Just my half a penny... seems insignificant to due tiny sublingual/buccal (cheek)/GI absorption.
I happened to spend the last few hours reading clinical trials including bup, bup/nal and naloxone in public or private companies drug investigations. Yesterday, Braeburn cancelled it's Initial Public Offering to become a publically traded company . They make the Probuphine implant. They'll likely have the weekly and monthly bup depot out Q3-4 2017 if they beat Indivior's monthly depot, maker of Suboxone.
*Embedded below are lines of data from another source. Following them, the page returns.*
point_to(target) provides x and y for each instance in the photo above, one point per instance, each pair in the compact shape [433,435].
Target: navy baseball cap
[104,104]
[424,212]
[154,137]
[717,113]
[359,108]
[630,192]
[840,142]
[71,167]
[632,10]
Because of the opiate crisis, naloxone, as a HIGH dose stand-a-lone product, is skyrocketing in price which gets companies interested in $$$$. They avoid developing oral formulations due to the tiny and slow sublingual/buccal (cheek)/GI absorption and what does survive - the liver takes care of. Companies are interested in IV, IM, Subcu and nasal. less so rectal.

The practical aspect is that while ASAM might think plain bup is best for methadone transitioners, given some new 2017 state laws requiring plain bup only for pregnant females, and many other state medical boards and Drs Clinic's rules agreeing, this idea may not be feasible to promote.

Hopefully one of the Drs. will opine. Best!! P
PS edited this for clarity, thanks Godfrey!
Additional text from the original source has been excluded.